StrictMode.ThreadPolicy savedPolicy = StrictMode.allowThreadDiskWrites();
System.out.println(" // " + (allow ? "Allowing" : "Rejecting") + " start of "
+ intent + " in package " + pkg);
StrictMode.setThreadPolicy(savedPolicy);
}
currentPackage = pkg;
currentIntent = intent;
return allow;
}
public boolean activityResuming(String pkg) {
StrictMode.ThreadPolicy savedPolicy = StrictMode.allowThreadDiskWrites();
System.out.println(" // activityResuming(" + pkg + ")");
boolean allow = checkEnteringPackage(pkg) || (DEBUG_ALLOW_ANY_RESTARTS != 0);
if (!allow) {
if (mVerbose > 0) {
System.out.println(" // " + (allow ? "Allowing" : "Rejecting")
+ " resume of package " + pkg);
}
}
currentPackage = pkg;
StrictMode.setThreadPolicy(savedPolicy);
return allow;
}
public boolean appCrashed(String processName, int pid,
String shortMsg, String longMsg,
long timeMillis, String stackTrace) {
StrictMode.ThreadPolicy savedPolicy = StrictMode.allowThreadDiskWrites();
System.err.println("// CRASH: " + processName + " (pid " + pid + ")");
System.err.println("// Short Msg: " + shortMsg);
System.err.println("// Long Msg: " + longMsg);
System.err.println("// Build Label: " + Build.FINGERPRINT);
System.err.println("// Build Changelist: " + Build.VERSION.INCREMENTAL);
System.err.println("// Build Time: " + Build.TIME);
System.err.println("// " + stackTrace.replace("\n", "\n// "));
StrictMode.setThreadPolicy(savedPolicy);
if (!mIgnoreCrashes || mRequestBugreport) {
synchronized (Monkey.this) {
if (!mIgnoreCrashes) {
mAbort = true;
}
if (mRequestBugreport){
mRequestAppCrashBugreport = true;
mReportProcessName = processName;
}
}
return !mKillProcessAfterError;
}
return false;
}
public int appEarlyNotResponding(String processName, int pid, String annotation) {
return 0;
}
public int appNotResponding(String processName, int pid, String processStats) {
StrictMode.ThreadPolicy savedPolicy = StrictMode.allowThreadDiskWrites();
System.err.println("// NOT RESPONDING: " + processName + " (pid " + pid + ")");
System.err.println(processStats);
StrictMode.setThreadPolicy(savedPolicy);
synchronized (Monkey.this) {
mRequestAnrTraces = true;
mRequestDumpsysMemInfo = true;
mRequestProcRank = true;
if (mRequestBugreport){
mRequestAnrBugreport = true;
mReportProcessName = processName;
}
}
if (!mIgnoreTimeouts) {
synchronized (Monkey.this) {
mAbort = true;
}
}
return (mKillProcessAfterError) ? -1 : 1;
}
}
controller中对几个接口进行了定制,这里主要看appNotResponding
二、appNotResponding会根据mKillProcessAfterError返回是否-1,AppErrors.java如果mService.mController.appNotResponding返回的值为-1就会杀死进程,也不会弹出ANR弹窗,找到问题原因了。

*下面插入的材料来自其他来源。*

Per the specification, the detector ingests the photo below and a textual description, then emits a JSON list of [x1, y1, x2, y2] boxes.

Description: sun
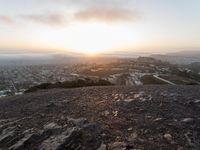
[[37, 22, 136, 55], [60, 22, 135, 55], [69, 35, 106, 55], [64, 23, 114, 55]]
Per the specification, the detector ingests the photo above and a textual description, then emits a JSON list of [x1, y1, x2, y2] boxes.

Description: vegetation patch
[[25, 78, 113, 93]]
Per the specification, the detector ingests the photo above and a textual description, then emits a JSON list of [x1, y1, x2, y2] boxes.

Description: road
[[153, 75, 176, 85]]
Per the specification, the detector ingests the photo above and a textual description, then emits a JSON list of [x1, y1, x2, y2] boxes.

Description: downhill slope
[[0, 85, 200, 150]]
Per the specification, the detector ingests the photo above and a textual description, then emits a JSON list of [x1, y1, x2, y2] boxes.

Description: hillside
[[0, 85, 200, 150], [151, 53, 200, 65]]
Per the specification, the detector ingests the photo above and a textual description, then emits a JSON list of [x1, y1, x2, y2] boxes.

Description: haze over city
[[0, 0, 200, 55]]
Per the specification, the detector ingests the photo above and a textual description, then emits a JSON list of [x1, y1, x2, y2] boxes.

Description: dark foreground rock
[[0, 85, 200, 150]]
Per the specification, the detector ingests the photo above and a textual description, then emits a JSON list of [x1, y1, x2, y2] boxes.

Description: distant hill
[[152, 51, 200, 64], [0, 53, 80, 65], [186, 62, 200, 73], [168, 51, 200, 58], [0, 52, 124, 66]]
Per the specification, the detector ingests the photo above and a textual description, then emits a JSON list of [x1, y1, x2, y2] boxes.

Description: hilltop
[[0, 85, 200, 150]]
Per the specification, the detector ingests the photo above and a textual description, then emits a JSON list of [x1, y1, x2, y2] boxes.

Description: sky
[[0, 0, 200, 55]]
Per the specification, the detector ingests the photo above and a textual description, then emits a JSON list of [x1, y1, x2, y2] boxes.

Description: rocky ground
[[0, 85, 200, 150]]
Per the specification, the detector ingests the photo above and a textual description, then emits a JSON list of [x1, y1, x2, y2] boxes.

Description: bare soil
[[0, 85, 200, 150]]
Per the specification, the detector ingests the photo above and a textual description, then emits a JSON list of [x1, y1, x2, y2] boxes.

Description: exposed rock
[[67, 117, 88, 127], [124, 98, 134, 102], [102, 110, 110, 117], [164, 133, 172, 141], [194, 99, 200, 103], [109, 141, 125, 150], [45, 102, 56, 108], [97, 143, 107, 150], [127, 128, 133, 131], [181, 118, 194, 123], [57, 124, 101, 150], [0, 127, 15, 144], [112, 111, 118, 117], [9, 133, 33, 150], [44, 122, 60, 130], [184, 132, 196, 147], [154, 118, 163, 122], [128, 132, 138, 142]]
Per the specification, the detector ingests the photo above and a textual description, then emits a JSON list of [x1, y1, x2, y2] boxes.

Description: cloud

三、mKillProcessAfterError如何被赋值的
private boolean processOptions() {
// quick (throwaway) check for unadorned command
if (mArgs.length < 1) {
showUsage();
return false;
}
try {
String opt;
while ((opt = nextOption()) != null) {
if (opt.equals("-s")) {
mSeed = nextOptionLong("Seed");
} else if (opt.equals("--kill-process-after-error")) {
mKillProcessAfterError = true;
......
–kill-process-after-error参数会决定要不要杀死出错进程。后来找测试同学确定,他们的monkey测试确实加了这个参数。
结论
最终发现是测试同学误加参数导致,–kill-process-after-error参数会决定要不要杀死出错进程。
如果系统本身相对ANR异常处理,比如不弹出ANR弹窗,自定义实现Controller即可。